Here are the top ten ways to overcome procrastination.

1. Give it five (or ten)

With this tactic, the objective is to spend five or ten minutes doing the task that you’ve been avoiding.
The logic is that you can endure five minutes of anything.
And five minutes out of your day doesn’t impact much else.
Set yourself up for success by making a list of difficult things you have done or situations you’ve gotten through in five or 10 minutes.
Start each sentence with, “If I can _______ for 5 minutes, I can (insert task action) for 5 minutes.
Repeat these to yourself as often as needed.
If you’ve been avoiding cleaning off your desk, spend five minutes on the task.
That’s it.
When the five minutes is up, you are free and clear to stop working on the task.
Of course, most often, once you get into doing something, you can continue.
You’ll probably finish cleaning off that desk.

2. Be a realistic superman/superwoman

People have a tendency to feel that they can accomplish anything… So they end up over-scheduling things.

Over-scheduling is just as bad as procrastination, because if your daily schedule of responsibilities is too full, it is not realistic at all, and you will end up becoming frustrated with the results.
I know that many people feel like Superman when it comes to accomplishing goals and responsibilities.

If you are one such individual, there is no need to extinguish the image of yourself as a Superman.
However, I do want you to modify that image so that you will always be a reasonable Superman/Superwoman.

Remember how the Man of Steel worked?
He never really targeted multiple villains at once.
He just focused on one case/villain each time, and he gave that encounter his all.

3. Reward yourself

This tactic doesn’t work for everyone or every task.
However, it is successful for most, and it’s worth a try.
Look at the task or project you’re avoiding and create a motivating reward.
For example, if you’re procrastinating on writing a business plan you might reward yourself with a new piece of office furniture, business cards, or you might reward yourself with a day off.
Are you delaying starting that exercise program?
Reward yourself with a new fitness outfit after two weeks of exercising regularly.

Overcome Procrastination

4. Modify your environment

One of the most important factors that determine a person’s productivity in the office or in any situation is his environment.

A person’s immediate environment has a bearing on how effectively an individual may work on any given task.
Your environment can either enhance your ability to accomplish things or reduce it greatly.
In practical terms, your immediate working environment includes the following:

– Your desk (if you are working on a desk)
– People around you
– The space that surrounds you

If you can evaluate these three top components, you will be able to tell if your environment is helpful to your work or not.
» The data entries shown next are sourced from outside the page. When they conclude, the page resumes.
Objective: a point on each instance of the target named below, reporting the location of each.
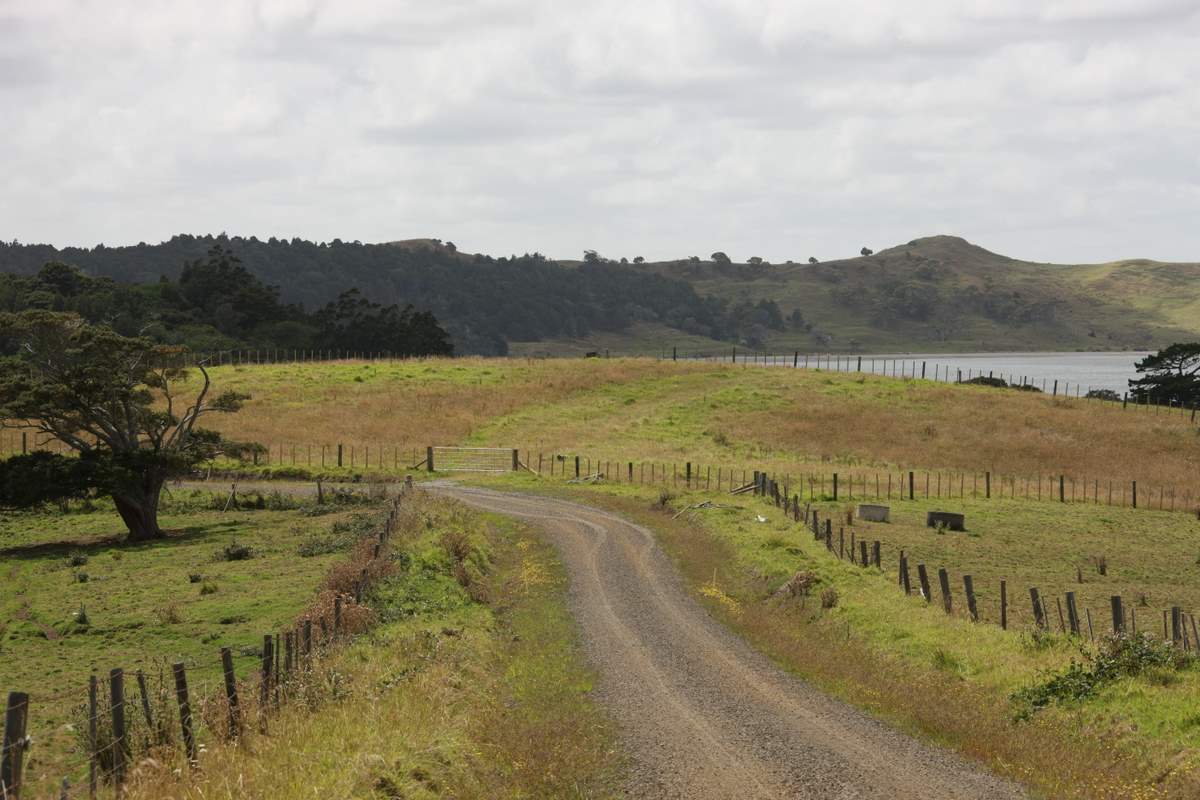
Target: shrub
(984, 380)
(235, 552)
(1117, 656)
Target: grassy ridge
(946, 294)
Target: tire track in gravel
(701, 714)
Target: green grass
(143, 608)
(469, 687)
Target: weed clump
(1123, 655)
(235, 552)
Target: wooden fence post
(969, 588)
(231, 692)
(12, 762)
(93, 692)
(145, 707)
(185, 711)
(117, 692)
(264, 691)
(1072, 613)
(1003, 605)
(943, 579)
(1038, 612)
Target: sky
(1048, 130)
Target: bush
(985, 380)
(1125, 655)
(235, 552)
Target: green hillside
(934, 294)
(943, 293)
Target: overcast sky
(1049, 130)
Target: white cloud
(663, 127)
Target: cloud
(1056, 130)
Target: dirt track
(701, 714)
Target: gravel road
(700, 713)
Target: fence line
(862, 485)
(286, 662)
(1179, 625)
(935, 372)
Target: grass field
(945, 678)
(785, 421)
(478, 667)
(453, 696)
(149, 605)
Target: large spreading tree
(113, 400)
(1170, 376)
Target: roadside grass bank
(75, 599)
(471, 686)
(942, 678)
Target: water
(1075, 372)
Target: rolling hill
(937, 293)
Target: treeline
(484, 302)
(216, 304)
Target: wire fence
(123, 717)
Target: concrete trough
(869, 512)
(947, 519)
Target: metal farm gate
(472, 459)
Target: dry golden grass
(789, 422)
(406, 403)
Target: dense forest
(484, 302)
(216, 304)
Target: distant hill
(943, 293)
(937, 293)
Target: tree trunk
(139, 509)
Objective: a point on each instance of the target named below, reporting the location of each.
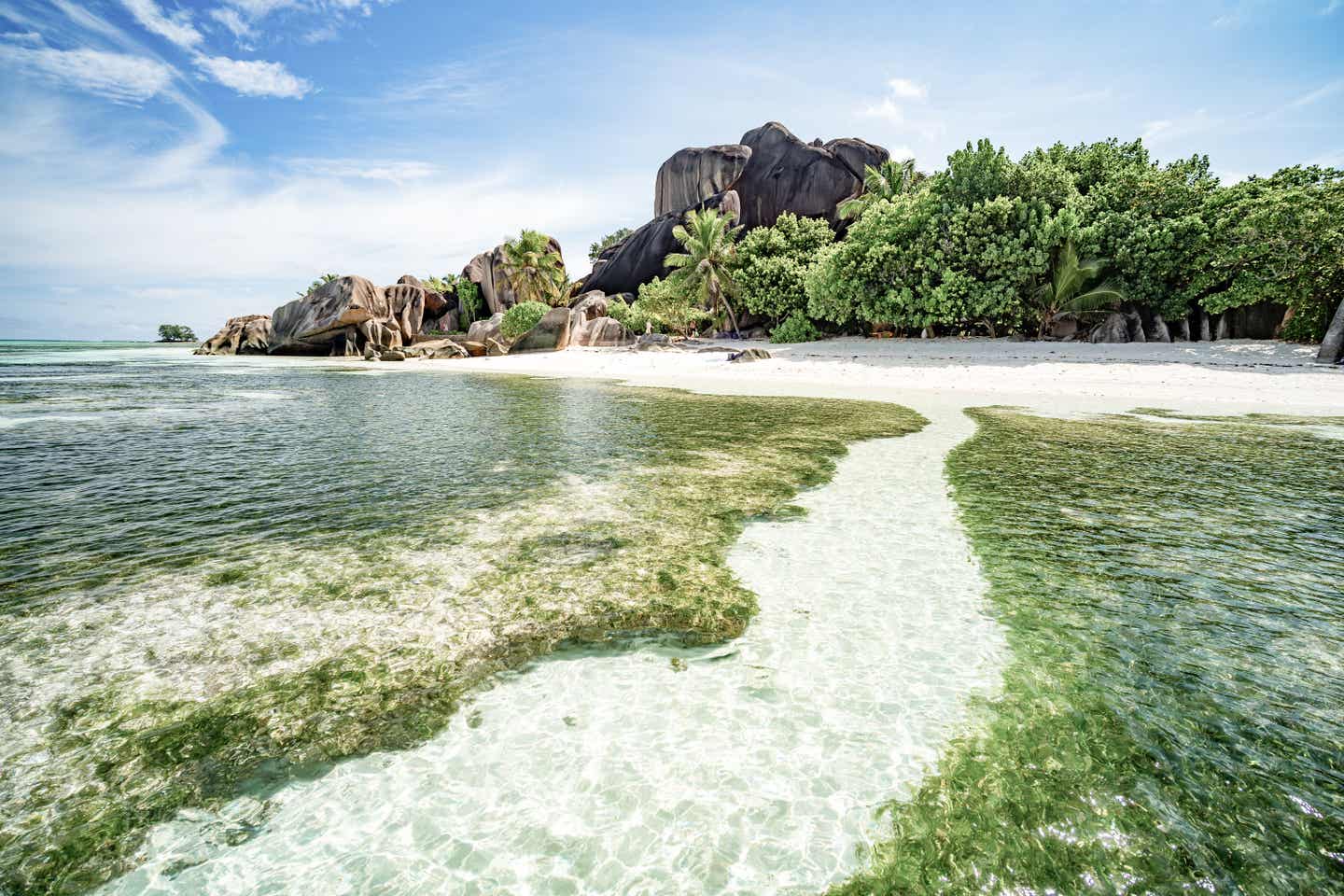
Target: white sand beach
(1233, 376)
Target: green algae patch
(1172, 713)
(296, 656)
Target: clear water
(757, 766)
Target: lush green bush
(175, 333)
(610, 239)
(796, 328)
(666, 303)
(522, 317)
(770, 265)
(1277, 239)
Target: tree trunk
(1332, 347)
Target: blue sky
(174, 161)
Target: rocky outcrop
(246, 335)
(550, 335)
(638, 259)
(695, 174)
(785, 174)
(488, 272)
(858, 155)
(487, 329)
(601, 332)
(1113, 329)
(1332, 347)
(345, 315)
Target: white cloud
(254, 78)
(230, 19)
(906, 89)
(177, 27)
(1316, 95)
(888, 110)
(393, 172)
(113, 76)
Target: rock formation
(487, 271)
(638, 259)
(767, 174)
(344, 315)
(695, 174)
(550, 335)
(1332, 347)
(246, 335)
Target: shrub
(521, 318)
(770, 265)
(796, 328)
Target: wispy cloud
(176, 28)
(119, 77)
(1316, 95)
(906, 89)
(254, 77)
(394, 172)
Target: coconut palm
(534, 268)
(708, 239)
(888, 180)
(1063, 293)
Stress is very common in the workplace, and if the environment is not helping, the risk of procrastination will increase substantially.
If you can’t do anything to modify the immediate environment, try to fortify whatever space you do command.

For example, if you are in an office with cubicles that are tightly packed together, make sure that your desk is always free of clutter.
Clutter is never a good thing when you are working because your mind will always be virtually cleaning up whatever mess it sees.
If your desk is always clutter-free, your mind will be able to focus on more important things.

5. Find your why

Why are you procrastinating?
There is often an underlying reason.
Sure, maybe you just don’t like doing the task.
But maybe there is another, deeper, reason behind your procrastination.
For example, a writer may procrastinate on the last chapter of their book because they’re afraid of feedback, rejection from editors, or the revision process.
Dig deep and try to figure out why you are procrastinating.
Then, you’ll be able to face the project head on.

6. Discipline your internet use

If you work on a computer all day long, and your company doesn’t filter most of the websites that you can access, it is likely that your web-surfing habits are also contributing to your procrastination habit.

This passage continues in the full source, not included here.